Débute alors la seconde vie de Bensaïd. En philosophe, à corps perdu, il revisite Marx. Pour condamner toute vision linéaire de l’Histoire, et penser la multiplicité des temps historiques. Pour refuser, aussi, l’idée de « lois de l’histoire », mais s’enchanter du présent qui « à lui seul, commande le faisceau des peut-être » (La Discordance des temps, 1995), et peut-être alors la révolution. Cet éloge du présent, cette modestie neuve devant « l’insaisissable vérité historique » (Jeanne, de guerre lasse), conjuguée à l’espérance messianique de « bifurcations » historiques radicales, offrait à Bensaïd, défait mais refait, et sans avenir autre que le présent, d’unifier ses engagements épars, de les fonder et de les légitimer dans leur existence conjointe, tous ensemble et par leur ensemble même. Il lançait de la sorte un Pari mélancolique (1997), où une « politique des métamorphoses » autorise les « métamorphoses de la politique » et un nouvel esprit du communisme (Le Sourire du spectre, 2000). Bensaïd conservait une magistrature d’influence sur la LCR Et voici que le dirigeant rigide d’hier, après 1995, ouvre des cadres de débats avec les traditions non trotskistes de la gauche radicale (Société pour la Résistance à l’Air du Temps, revue Contretemps, Société Louise Michel) ; et promeut finalement le dépassement de la LCR en Nouveau Parti anticapitaliste.
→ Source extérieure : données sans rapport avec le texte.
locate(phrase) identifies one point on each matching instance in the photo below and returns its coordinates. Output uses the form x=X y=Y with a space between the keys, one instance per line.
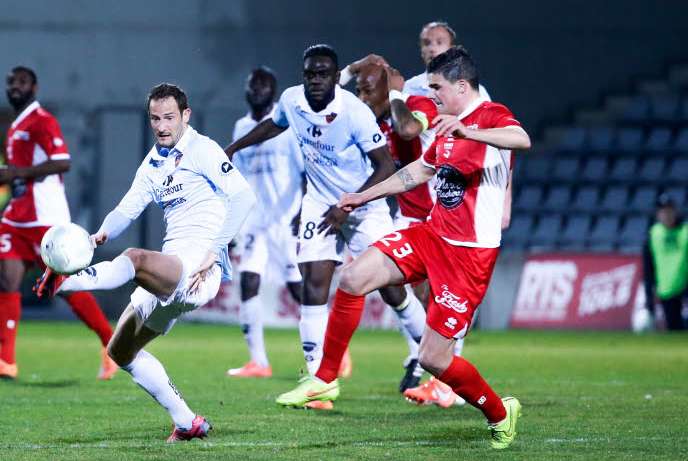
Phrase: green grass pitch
x=585 y=396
Un autre Bensaïd ne peut qu’être suggéré. Celui qui conclut Une lente impatience et jure, citant Breton, que « l’œil de la poésie voit […] plus loin que celui de la politique ». Qui l’a vu regarder sa femme Sophie, lors d’une dernière séance de la Société Louise Michel, sait (si l’on peut s’en approcher) l’indicible que la poésie exprime. La fidélité de Bensaïd, la joie qu’au plus mal, intimement, il donnait aux autres, sans cesse étaient des tendresses. Sa vie fut d’une élégance rare, d’une exigence peu commune. Une vie, politique, une vie poétique. Plusieurs vies.